Ausgerechnet RTL bringt es ans Licht: die Zustände in deutschen Pflegeheimen sind unhaltbar. Menschen werden behandelt wie Vieh. Millionen versacken in undurchsichtigen Kanälen. Erfahrungen von Günter Wallraff, getarnt als pflegebedürftiger Rentner auf der Spur von betrügerischen Pflegediensten.

 

Die RTL-Undercover-Reporter Pia Osterhaus (32) und Günter Wallraff (71) haben in der aktuellen "Team Wallraff"-Reportage unhaltbare Zustände in deutschen Pflegeheimen aufgedeckt und dokumentiert, wie Millionen von Euro für ambulante Pflege auf den Konten betrügerischer Pflegedienste versickern.

 

Günter Wallraff, getarnt als pflegebedürftiger Rentner, deckte auf, wie betrügerische Pflegedienste gezielt Anleitung zum vorsätzlichen Betrug geben und damit Pflegezuschüsse jährlich im dreistelligen Millionenbereich erschleichen. Entsprechende Pflegedienste bedienen sich dabei rüstige Rentner, die Hartz IV empfangen und somit ohne Begutachtung durch den medizinischen Dienst amtliche Zuschüsse zur Pflege erhalten können.

 

Um das perfide System des Betrugs nachzuweisen, wird der Ausdauersportler Wallraff zum Rentner Waldemar B. Er gibt vor, russischer Herkunft zu sein, da dieser Betrug vorwiegend innerhalb größerer geschlossener muttersprachlicher Communities stattfindet. Die Koordination übernimmt seine angebliche Tochter, da der Vater nicht gewillt ist, mit "Fremden" zu sprechen.

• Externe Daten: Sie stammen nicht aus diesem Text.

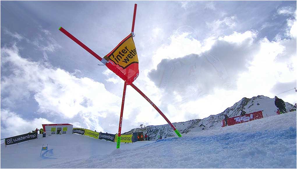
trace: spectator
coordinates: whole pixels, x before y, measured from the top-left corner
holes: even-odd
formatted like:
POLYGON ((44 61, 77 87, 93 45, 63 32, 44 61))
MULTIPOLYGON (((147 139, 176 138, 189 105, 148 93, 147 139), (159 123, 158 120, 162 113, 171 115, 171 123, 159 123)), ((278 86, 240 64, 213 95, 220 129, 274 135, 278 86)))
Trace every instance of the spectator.
POLYGON ((227 121, 229 117, 228 117, 228 116, 227 114, 224 114, 224 116, 225 116, 225 123, 226 124, 226 126, 227 126, 228 125, 228 122, 227 122, 227 121))
POLYGON ((279 110, 280 114, 282 114, 287 112, 286 109, 286 105, 285 102, 281 99, 279 98, 277 96, 274 97, 275 100, 274 101, 274 104, 279 110))

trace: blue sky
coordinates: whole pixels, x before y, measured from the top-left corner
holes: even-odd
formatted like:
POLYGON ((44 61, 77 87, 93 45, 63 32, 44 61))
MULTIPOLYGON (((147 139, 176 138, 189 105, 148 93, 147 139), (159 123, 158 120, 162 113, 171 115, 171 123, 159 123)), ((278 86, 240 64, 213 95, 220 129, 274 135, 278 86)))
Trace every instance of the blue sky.
MULTIPOLYGON (((103 57, 130 33, 135 3, 134 84, 172 122, 296 87, 296 1, 0 3, 1 138, 47 123, 117 133, 123 82, 58 29, 103 57)), ((123 132, 166 123, 129 86, 124 116, 123 132)))

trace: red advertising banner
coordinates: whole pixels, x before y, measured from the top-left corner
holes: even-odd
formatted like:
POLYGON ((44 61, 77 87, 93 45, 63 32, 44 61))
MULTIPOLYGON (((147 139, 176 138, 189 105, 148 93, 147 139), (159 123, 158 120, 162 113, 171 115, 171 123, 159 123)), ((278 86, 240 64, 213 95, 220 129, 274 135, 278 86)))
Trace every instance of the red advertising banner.
MULTIPOLYGON (((227 119, 227 123, 228 125, 231 126, 262 118, 263 118, 262 111, 258 111, 246 114, 243 116, 239 116, 228 118, 227 119)), ((223 119, 221 121, 221 126, 222 127, 226 126, 225 119, 223 119)))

Der Berliner Pflegedienst "An der Urania", der hier stellvertretend für diverse weitere betrügerische Angebote steht, übernimmt die gesamte Abwicklung. Es folgen Termine bei "Vertrauensärzten", die helfen sollen, aus dem gesunden Journalisten einen teuren Pflegefall zu machen. In diesem Fall sind es bis zu 1600 Euro monatlich, von denen ca. 25 Prozent als Beteiligung dem kooperierenden Kunden zukommen sollen. Damit Waldemar B. die entsprechenden Gutachten von der Krankenkasse und dem Sozialamt erhält, wird er jetzt vom Pflegedienst zu einem echten Pflegefall gemacht und darin unterrichtet, wie er sich als angeblicher Schlaganfallpatient zu verhalten hat. Seine Wohnung wird mit einem Rollator, einem Badewannenlift und sogar Windeln ausgestattet. Jeder Schritt wird eingeübt. Günter Wallraff: "Ich bin definitiv kein Pflegefall, sondern nur gezielt darauf hin trainiert worden." Jedes Wort gegenüber den Ämtern eine Lüge - und das mit Erfolg. Günter Wallraff: "Dieses perfide System des Betrugs hat selbst mich überrascht. Es ist nahezu grotesk, wie dreist und routiniert die Betrüger hier vorgehen und wie die Ämter mit System ausgetrickst werden. Das sind mafiaähnliche Organisationen."

 

Aktuell sollen über 140 Anzeigen wegen solcher Betrugsfälle gegen verschiedene Pflegedienste allein bei der Staatsanwaltschaft Berlin Mitte vorliegen. Stephan van Dassel, Bezirksbürgermeister und -stadtrat für Soziales und Bürgerdienste in Berlin: "Das ist das im Moment das lukrativste Verbrechen, was man sich in Deutschland vorstellen kann. Das ist ein Verbrechensmarkt, der völlig risikofrei ist und dabei gewinnbringender als Drogenhandel." "Team Wallraff" hat auch Karl-Josef Laumann, den Bevollmächtigten der Bundesregierung für Pflege, über die betrügerischen Machenschaften unterrichtet: "Wenn Sie mir alle Informationen zukommen lassen, dann wird das natürlich dazu führen, dass den Dingen nachgegangen wird. Auch ein Pflegebevollmächtigter einer Bundesregierung hat die Möglichkeit, Strafanzeige zu stellen. Es ist kriminelles Verhalten, das nicht zu dulden ist. " Günter Wallraff: "Die Beweisführung in solchen Fällen ist schwierig, da Informanten oder Aussteiger um ihr Leben fürchten. Es muss sich grundsätzlich am System etwas ändern und gegebenenfalls auch verdeckte Ermittler eingesetzt werden."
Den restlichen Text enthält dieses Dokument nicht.